Currently Reading: The Divine Comedy
to measure out the circle by the square,
but all his cogitation cannot gain
The principle he lacks: so did I stare
at this strange sight, to make the image fit
the aureole, and see it enter there
Author: Dante Alighieri
Translator: Anthony Esolen
Synopsis, like anyone needs it: Dante gets a tour of the afterlife, courtesy of the poet Virgil and Dante's immortalized beloved, Beatrice.
Actually... drum roll, please...
I'm not currently reading the Divine Comedy. After three years of journeying from the depths of hell to the stars and the Empyrean, I finished it last week—in church—with sunlight streaming through the big stained-glass window showing Mary rising to heaven, with flowers and the censer on the altar stairs, and with the Eucharist on the altar.
Of all the perfect images!
I'm glad to have read the whole poem, and in order. It wasn't always easy. The Inferno took a lot of work to get through; hell is, and always has been, a troubling concept for me. It was cold and frightening and... well, it set the mood Dante wanted it to set, I suppose. Creepy, dark and horrifying.
But I loved Purgatorio, the different rings and the disappearances of the markings on Dante's forehead, and the peace of the ascending souls. The final cantos, where Dante passes through the rivers and is greeted by Beatrice, are especially beautiful.

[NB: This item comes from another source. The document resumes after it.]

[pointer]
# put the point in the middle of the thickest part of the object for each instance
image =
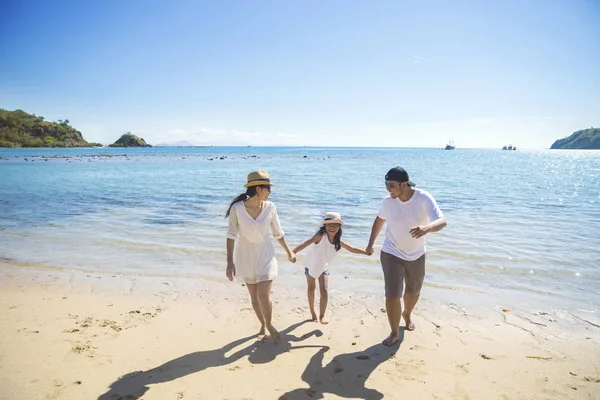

The Paradiso was beyond splendid. Except for a few cantos where I got bored of Cacciaguida's rambling and would have liked to move to the next level, everything held light and glory and wonder. I particularly loved Anthony Esolen's translation for the increased rhythm and rhyme throughout the entire poem (the final canto is completely in terza rima, I think). Also, his work included excellent notes to help make sense of the themes and confusing parts.
There's something about the last several lines of the last canto of Paradise that brings tears to my eyes, over and over again, even when I think of them in random moments. Perhaps it is the depth of imagery, the beautiful impossibility of explaining God; perhaps it comes from the fact that I had read them before and had kept them close to my heart while writing my novel. Probably both. Either way, the work of reading a sometimes difficult and obscure classic was well rewarded.